I haven't tried this before so I really didn't know what was going to happen. First off, let's look at the kit I took:
Camera; Nikon D700, Lens; Nikkor 18-35mm ED AFD, Manfrotto 190 series tripod with a PRO-Ball Head, SB600 speedlight. Plus a big torch - actually a B&Q 5 milllion candle power search-light, but more about that in a minute.
Lightpainting attempt, part 1.
I'll come clean about this, it was a disaster but a productive one. I had never done this before so i didn't know what to expect and in the event I did everything wrong.
On the night, I couldn't quite figure out how I was going to light the climber with a torch and still keep him sharp during a long exposure and then light the ice without affecting the exposure for the climber. I assumed that I would have to pre-flash him with the speedlight - which is why I took it with me. I also assumed that I could achieve this by using a double exposure, something the D700 can do easily, one for the speedlight flash on the climber and one for the lightpainting on the ice.
My idea was to use a moderate ISO (400), at f5.6 @ 1/250th for the first flash exposure, which I hoped would light climber but leave leave the crag black. I used a home-made snoot on the flash to concentrate and limit the spread of the flash beam. For the second exposure I used f22 at 30 seconds to get time to lightpaint with the searchlight without overexpoing it (5,000,000 candle power is a lot of light!).
This didn't work at all. I got bad ghosting and double exposures on the climber so I tried asking him to descend out of frame during the second exposure.

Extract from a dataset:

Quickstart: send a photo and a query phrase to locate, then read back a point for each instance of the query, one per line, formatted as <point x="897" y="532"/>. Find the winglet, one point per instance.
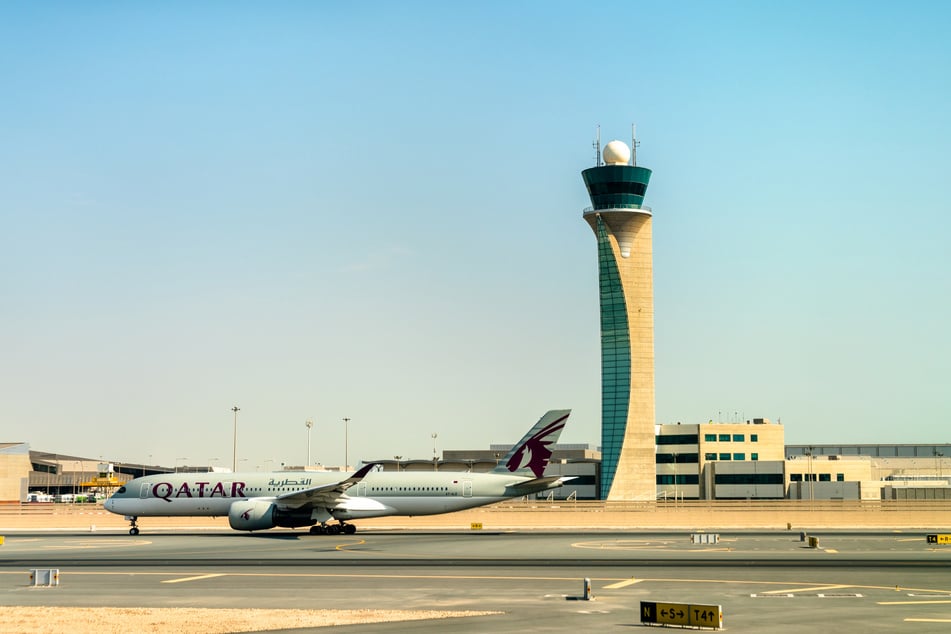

Still didn't work because the searchlight was too bright and too broad and just lit up the whole area no matter what I tried, resulting in a ghosted image of the climber as the ice showed through. Hmmm, time for a re-think.
Here's the actual ice fall at twilight soon after we arrived on location...
I since learnt that I needed to modify and control the search light beam and there seems to be a particular sequence of actions that are needed to achieve the result that I had hoped for, so all I can report for now is that I've done my homework and feel more confident about giving this another go soon, after which I will reveal all.
With so much time and effort invested in going out to try this I was determined to come back with some kind of result so turned to my trusty SB600, dialed it into CLS remote mode and clamped it to my axe driven into the ice left of the climber. A snoot was fitted (rolled up cardboard chinese take-away lids with silver foil in the inside, and gaffer taped together! Classy eh?), zoomed to 75mm. The speedlight was triggered using the D700's pop-up in commander mode with the flash function turned off. Camera white balance was set to tungsten to get a blue cast - seemed to suit the ice. The result was what you see above.
It's a voyage of discovery...
I'm looking forward to getting back out and trying this again having learned from experience and researching other photographers notes on lightpainting. The difficulty here is getting the "live" climber to stay perfectly sharp during a 30 second exposure. Even so, it just goes to show that if you make the effort to get out there you always come back with something, whether it's new found knowledge, an unexpected image or just an interesting time out with your pals. If you don't go you get nothing!